We respectfully dissent. The crux of the majority’s decision is that the jury was free to credit the testimony of defendant, the responding police officer and the eyewitnesses and, in so doing, could logically conclude that the negligence of plaintiff Melanie L. McCulley (hereinafter plaintiff) in executing the offending traffic maneuver was the sole proximate cause of the underlying accident. And indeed, with that much of the majority’s decision, we agree. However, we do not believe that the jury simultaneously could permis*627sibly conclude that defendant was negligent but that plaintiff s negligence was the sole proximate cause of the accident.
Simply put, if the jury was of the view that plaintiffs negligence was the sole proximate cause of the accident, it should have answered “No” in response to the question of whether defendant was negligent in the use or operation of his vehicle. On the other hand, if, as it did, the jury answered that inquiry in the affirmative and found defendant to be negligent, however minimally, it necessarily follows that such negligence was a contributing cause to the accident and, as such, the jury should have proceeded to apportion liability accordingly. In short, given Supreme Court’s charge, which instructed the jury that both drivers were required to maintain a safe rate of speed, have his or her vehicle under reasonable control, keep a proper lookout and use reasonable care to avoid an accident, and defendant’s admission that he did not slow down as he approached the subject intersection, we find the jury’s verdict to be inconsistent and illogical (see Petrone v Mazzone, 284 AD2d 634 [2001]).

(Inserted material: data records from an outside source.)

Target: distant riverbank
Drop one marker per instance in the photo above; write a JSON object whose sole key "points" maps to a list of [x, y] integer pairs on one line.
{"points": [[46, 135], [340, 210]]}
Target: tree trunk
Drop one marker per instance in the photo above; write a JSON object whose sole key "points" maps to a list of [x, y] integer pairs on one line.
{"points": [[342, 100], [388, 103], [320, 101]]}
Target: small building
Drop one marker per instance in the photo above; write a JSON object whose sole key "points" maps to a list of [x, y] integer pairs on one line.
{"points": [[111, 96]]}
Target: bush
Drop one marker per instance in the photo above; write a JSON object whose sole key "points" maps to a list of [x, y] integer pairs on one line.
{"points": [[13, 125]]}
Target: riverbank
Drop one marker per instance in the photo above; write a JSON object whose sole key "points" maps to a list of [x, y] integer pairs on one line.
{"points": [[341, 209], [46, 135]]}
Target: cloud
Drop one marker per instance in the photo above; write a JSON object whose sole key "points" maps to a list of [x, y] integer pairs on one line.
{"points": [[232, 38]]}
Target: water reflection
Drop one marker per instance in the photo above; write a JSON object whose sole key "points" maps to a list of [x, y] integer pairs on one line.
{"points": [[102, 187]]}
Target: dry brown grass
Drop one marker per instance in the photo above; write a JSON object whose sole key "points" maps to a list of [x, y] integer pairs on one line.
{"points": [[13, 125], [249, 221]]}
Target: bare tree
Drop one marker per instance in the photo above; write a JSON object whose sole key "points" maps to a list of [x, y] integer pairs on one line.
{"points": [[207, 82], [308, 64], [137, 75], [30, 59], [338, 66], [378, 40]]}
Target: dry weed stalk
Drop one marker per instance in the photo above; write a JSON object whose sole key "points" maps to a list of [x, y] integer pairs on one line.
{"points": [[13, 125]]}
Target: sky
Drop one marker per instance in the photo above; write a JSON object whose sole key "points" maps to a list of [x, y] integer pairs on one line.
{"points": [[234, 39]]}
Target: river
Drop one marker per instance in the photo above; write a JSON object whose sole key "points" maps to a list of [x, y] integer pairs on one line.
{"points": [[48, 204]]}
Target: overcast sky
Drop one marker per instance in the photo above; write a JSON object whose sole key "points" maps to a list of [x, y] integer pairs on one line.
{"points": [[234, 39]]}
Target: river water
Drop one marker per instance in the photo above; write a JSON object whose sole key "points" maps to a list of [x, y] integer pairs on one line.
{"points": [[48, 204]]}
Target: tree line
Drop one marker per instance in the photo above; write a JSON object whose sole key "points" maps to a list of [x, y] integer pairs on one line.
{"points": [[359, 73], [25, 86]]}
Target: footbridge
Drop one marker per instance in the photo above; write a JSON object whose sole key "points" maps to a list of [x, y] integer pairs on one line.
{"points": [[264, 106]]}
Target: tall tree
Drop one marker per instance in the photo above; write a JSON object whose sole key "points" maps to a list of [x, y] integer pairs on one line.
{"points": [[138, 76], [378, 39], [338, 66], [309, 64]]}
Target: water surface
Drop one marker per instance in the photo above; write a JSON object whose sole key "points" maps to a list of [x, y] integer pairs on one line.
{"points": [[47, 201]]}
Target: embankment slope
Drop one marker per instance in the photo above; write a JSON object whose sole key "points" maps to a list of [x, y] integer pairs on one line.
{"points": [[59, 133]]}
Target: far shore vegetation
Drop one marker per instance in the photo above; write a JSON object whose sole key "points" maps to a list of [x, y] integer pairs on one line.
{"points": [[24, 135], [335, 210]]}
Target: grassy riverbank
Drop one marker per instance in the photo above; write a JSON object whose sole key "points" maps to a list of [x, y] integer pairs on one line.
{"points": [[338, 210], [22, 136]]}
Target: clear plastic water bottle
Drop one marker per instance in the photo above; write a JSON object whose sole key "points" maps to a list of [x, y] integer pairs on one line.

To be sure, as noted by the majority, a defendant may be negligent without such negligence contributing to the happening of an accident.* However, given the record here, no fair view of the evidence would permit a finding of negligence that did not, in some measure, contribute to the happening of the accident. Stated another way, defendant’s failure to slow down as he approached the intersection and/or maintain a proper lookout cannot be said to have played no role whatsoever in contributing to the underlying accident. Accordingly, we would grant plaintiffs’ motion to set aside the verdict and remit for a new trial.
Lahtinen, J., concurs.
Ordered that the judgment and order are affirmed, with costs.
A person operating a motor vehicle knowing that it has a defective taillight may be said to be negligent, but said negligence would not constitute a contributing factor to a head-on collision in broad daylight.